Cardiovascular disease is a term for many conditions that affect your heart or blood vessels and circulation. Find out about the different types and causes.
What is cardiovascular disease?
Cardiovascular disease (CVD) is a name for many conditions that affect your heart or blood vessels and circulation. CVD is also called heart and circulatory disease.
It includes conditions that narrow or block blood vessels and those that affect your heart's muscle, valves or cause abnormal rhythms.
CVD can be serious – it's one of the leading causes of death in the UK. But leading a healthy lifestyle is one of the best ways of keeping it at bay.
Types of cardiovascular disease
Cardiovascular disease is a broad term that includes a range of different types of illness.
Coronary heart disease
Also called ischaemic heart disease, it occurs when there's a build-up of fatty substances in the coronary arteries, which can block the oxygen-rich blood supply to your heart. It can lead to heart problems like angina and heart attacks.
Peripheral arterial disease
This is caused by a lack of blood supply to the legs due to a build-up of fatty deposits in the arteries. It's classed as a cardiovascular disease because it affects the blood vessels. It can cause pain, weakness and numbness in the legs and often gets worse slowly over time.
The aorta carries blood from the heart to the rest of the body, and it's the body's biggest blood vessel.
Aortic diseases are conditions that affect the aorta, like an aortic aneurysm, where it gets weak and bulges outwards or swells up.
Strokes happen when the blood supply to the brain is blocked or cut off. It's a severe condition that needs urgent medical attention.
Cardiovascular disease symptoms
Symptoms will depend on what type of heart disease it is. Common symptoms include:
- Chest pain
- Pain, numb or swollen legs or arms
- Fast or slow heartbeat
- Feeling lightheaded or faint
What causes cardiovascular disease?
Certain factors increase your risk of getting heart disease, and the more factors that apply, the higher your risk. Many of these are modifiable, which means that you can change them. These include:
- Alcohol consumption
- Diet and weight
- Lack of physical exercise
- High blood pressure
- High cholesterol
- Diabetes (although you can't cure diabetes, you can keep it under control with changes to your lifestyle, which in turn reduces your risk of heart disease)
Other risk factors that you can't change are:
- Older age
- Gender (men are more likely to get CVD at an earlier age than women)
- Family history of cardiovascular disease
How is a cardiovascular disease diagnosed?
Diagnosis will depend on your symptoms and what type of condition is being investigated.
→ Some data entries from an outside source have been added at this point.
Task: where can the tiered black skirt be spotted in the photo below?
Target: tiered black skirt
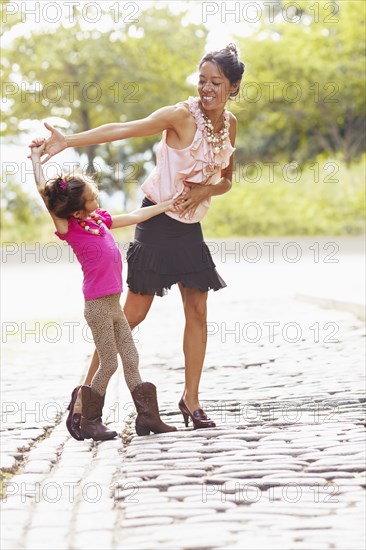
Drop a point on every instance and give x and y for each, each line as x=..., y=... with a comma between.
x=166, y=251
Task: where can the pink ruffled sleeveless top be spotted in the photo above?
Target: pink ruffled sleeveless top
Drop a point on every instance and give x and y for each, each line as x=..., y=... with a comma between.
x=197, y=163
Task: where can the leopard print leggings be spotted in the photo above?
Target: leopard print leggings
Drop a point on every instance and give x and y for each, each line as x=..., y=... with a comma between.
x=112, y=335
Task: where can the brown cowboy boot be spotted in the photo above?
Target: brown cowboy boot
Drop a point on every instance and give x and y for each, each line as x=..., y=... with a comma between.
x=148, y=417
x=91, y=425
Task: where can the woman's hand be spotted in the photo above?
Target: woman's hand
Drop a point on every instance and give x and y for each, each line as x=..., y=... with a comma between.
x=191, y=197
x=37, y=147
x=54, y=144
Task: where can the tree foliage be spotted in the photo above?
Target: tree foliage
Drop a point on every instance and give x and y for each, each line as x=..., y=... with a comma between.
x=304, y=87
x=92, y=77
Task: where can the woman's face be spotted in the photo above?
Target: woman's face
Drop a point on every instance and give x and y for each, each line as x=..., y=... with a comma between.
x=213, y=87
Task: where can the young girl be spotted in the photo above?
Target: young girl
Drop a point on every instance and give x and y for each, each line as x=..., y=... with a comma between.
x=73, y=205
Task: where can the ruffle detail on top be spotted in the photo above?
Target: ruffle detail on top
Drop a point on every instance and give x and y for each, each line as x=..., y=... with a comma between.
x=208, y=163
x=154, y=269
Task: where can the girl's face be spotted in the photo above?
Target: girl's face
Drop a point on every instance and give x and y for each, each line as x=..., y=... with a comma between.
x=91, y=201
x=213, y=87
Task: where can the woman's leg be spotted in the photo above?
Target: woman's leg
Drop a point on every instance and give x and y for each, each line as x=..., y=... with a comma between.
x=136, y=308
x=194, y=342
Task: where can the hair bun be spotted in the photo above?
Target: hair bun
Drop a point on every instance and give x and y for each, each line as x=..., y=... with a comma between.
x=232, y=48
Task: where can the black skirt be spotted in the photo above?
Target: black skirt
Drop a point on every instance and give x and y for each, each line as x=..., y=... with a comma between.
x=166, y=251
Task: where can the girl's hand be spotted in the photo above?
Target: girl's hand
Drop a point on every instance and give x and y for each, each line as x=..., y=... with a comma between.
x=169, y=204
x=37, y=147
x=54, y=144
x=191, y=197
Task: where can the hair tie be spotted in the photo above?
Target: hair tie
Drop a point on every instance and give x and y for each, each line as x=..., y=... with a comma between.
x=63, y=184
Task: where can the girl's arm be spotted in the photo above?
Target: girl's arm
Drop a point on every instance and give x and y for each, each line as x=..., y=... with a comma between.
x=36, y=152
x=141, y=214
x=162, y=119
Commonly used tests include:
- Electrocardiogram (ECG) – To check your heart's rhythm and activity
- Echocardiogram (echo) – A type of ultrasound scan that looks at the heart and surrounding blood vessels
- CT scan – After an injection of dye, this specialist X-ray can show the blood flow through the coronary arteries
- MRI scan – A scan that makes detailed images of the body using magnetic fields and radio waves
- Blood tests
- Chest X-ray
Cardiovascular disease treatment
A range of treatment can be used for cardiovascular disease, depending on the condition and symptoms. These include:
- Medication – There's a wide range of medicines available for different CVD conditions. If you're at high risk of developing CVD, your doctor may recommend a drug like statins to lower blood cholesterol levels, aspirin to prevent blood clots or tablets to reduce your blood pressure.
- Devices fitted inside the body – Implantable cardioverter defibrillators (ICDs) or pacemakers can be fitted to help treat or regulate abnormal heart rhythms
- Stents – A stainless steel mesh tube placed in the artery to help the blood to flow normally
- Heart surgery – In more serious cases, surgery may be recommended
Positive lifestyle changes
While there are many treatment options for CVD, it's also essential to make positive changes to your lifestyle, like:
- Giving up smoking
- Cutting down on alcohol
- Eating healthily
- Keeping active
- Losing weight if you are overweight
- Checking your blood pressure and cholesterol and managing these if they are high
- Recognising your stress triggers and managing stress wherever possible
If your condition is caught early and the symptoms are still relatively mild, it may be possible to control it by making some changes to your lifestyle. It's a good idea to talk to the doctor about what you can start doing to improve your health.